Citizens: Scale back safety-building plan

Grand Junction resident Bill Burger makes a point to an attentive crowd of local residents and members of the Grand Junction City Council Friday afternoon during a listening tour hosted by the council.

Sam Rainguet of the City of Grand Junction takes notes from topics presented by local residents Friday during a listening tour hosted by the Grand Junction City Council held at St. Matthew’s Episcopal Church.

The Grand Junction City Council got a go-ahead signal, sort of, on Friday to move forward with new police and fire buildings.

To get any project going, council members were told by constituents, they have to go a long way to rebuild trust from voters who two years ago soundly rejected proposed new police and fire department headquarters.

The council got a barrage of mixed messages from the 15 people who attended the council’s second of five stops on a listening tour aimed at gathering ideas for whether and how to deal with new structures.

Mayor Teresa Coons and Council members Bruce Hill and Bill Pitts attended the stop at St. Matthew’s Episcopal Church at 3888 27 1/2 Road.

“We need to do something, now,” Corky Perry told the council.

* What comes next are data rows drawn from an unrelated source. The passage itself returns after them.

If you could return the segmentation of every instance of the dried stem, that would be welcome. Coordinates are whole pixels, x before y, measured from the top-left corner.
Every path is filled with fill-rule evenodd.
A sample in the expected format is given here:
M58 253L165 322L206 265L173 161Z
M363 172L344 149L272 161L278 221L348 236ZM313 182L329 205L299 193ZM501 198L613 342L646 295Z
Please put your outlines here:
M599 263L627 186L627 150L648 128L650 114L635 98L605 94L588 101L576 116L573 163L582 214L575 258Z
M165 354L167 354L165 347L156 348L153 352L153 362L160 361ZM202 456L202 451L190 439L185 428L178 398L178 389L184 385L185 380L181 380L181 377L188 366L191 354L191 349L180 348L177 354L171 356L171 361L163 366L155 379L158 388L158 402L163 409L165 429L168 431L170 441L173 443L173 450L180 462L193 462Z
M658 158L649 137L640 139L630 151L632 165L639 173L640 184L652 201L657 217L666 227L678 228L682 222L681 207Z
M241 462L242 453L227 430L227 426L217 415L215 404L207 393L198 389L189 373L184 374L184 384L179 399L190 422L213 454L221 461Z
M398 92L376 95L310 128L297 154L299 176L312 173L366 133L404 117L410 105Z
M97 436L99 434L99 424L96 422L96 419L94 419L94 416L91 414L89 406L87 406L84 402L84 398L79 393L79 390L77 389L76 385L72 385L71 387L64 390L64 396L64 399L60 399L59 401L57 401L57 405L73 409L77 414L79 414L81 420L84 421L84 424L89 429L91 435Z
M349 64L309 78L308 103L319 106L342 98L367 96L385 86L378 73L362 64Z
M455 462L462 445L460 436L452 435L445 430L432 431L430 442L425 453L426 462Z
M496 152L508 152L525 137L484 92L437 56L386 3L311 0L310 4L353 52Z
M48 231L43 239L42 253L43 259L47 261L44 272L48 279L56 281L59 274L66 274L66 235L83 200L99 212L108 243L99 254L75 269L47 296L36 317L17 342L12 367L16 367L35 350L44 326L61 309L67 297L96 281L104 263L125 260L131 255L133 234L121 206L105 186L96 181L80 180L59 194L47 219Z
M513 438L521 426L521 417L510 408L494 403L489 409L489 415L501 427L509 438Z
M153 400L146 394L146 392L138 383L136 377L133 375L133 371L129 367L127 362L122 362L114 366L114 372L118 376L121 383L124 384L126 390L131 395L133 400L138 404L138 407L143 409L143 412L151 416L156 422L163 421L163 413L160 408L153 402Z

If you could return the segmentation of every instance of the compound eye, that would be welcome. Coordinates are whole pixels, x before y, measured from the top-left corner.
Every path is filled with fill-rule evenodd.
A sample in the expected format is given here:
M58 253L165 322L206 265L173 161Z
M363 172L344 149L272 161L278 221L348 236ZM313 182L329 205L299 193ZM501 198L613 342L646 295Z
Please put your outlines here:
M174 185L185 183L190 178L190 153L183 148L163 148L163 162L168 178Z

The current police headquarters at 625 Ute Ave., built in 1958 and remodeled in 1984 and 1992, is plagued by sewer gnats, electrical problems, fire-code violations and crowding, according to a city flier detailing the problems with the buildings. The adjacent fire headquarters at 330 S. Sixth St. is too small for modern training needs, has plumbing problems that lead to raw sewage falling on employee work stations and has no separate quarters for male and female firefighters.

“We need new facilities to lift the spirits of everyone who works there,” said Bill Burger, who attended the listening session with his wife, Darlene.

To do that, Dennis Simpson said, the council will have to rebuild trust with voters.

“If anything, you ought to be thanking the people for not letting you do what you asked for” in the 2008 election, Simpson said.

It wasn’t long after the buildings were rejected that the national and eventually the local economies went into a tailspin, Simpson said.

The previous proposal was hindered because voters perceived it as a Taj Mahal, and the election came on the front of a perfect storm, resident Peggy Adams said.

“Let’s use common sense,” Adams said. “People are not wanting to go to excess.”

Resident Bill Johnson said the city should look into selling the Somerville Ranch on Grand Mesa that it purchased for its water rights. That was an idea Pitts said he hadn’t heard before, noting it among 10 others he had listed from the first listening session last week.

The council might consider a property-tax-based bond issue instead of a sales-tax-driven one, because fire and police services are geared more to protect private property, Simpson said.

Although the council has no set plan, it should consider how that looks to voters, Darlene Burger said.

“You want my money, but you have no plan,” she said. “I need to trust.”

The council also needs to show voters more clearly the difficult work environment for police officers and firefighters, Darlene Burger said.

“You’ve got to get the emotion into it” to connect with voters, she said.

The council is trying to get a better sense of what voters want, Hill said, and then it will come up with a proposal.

“We will be back with a plan” before seeking voter approval again, Hill said.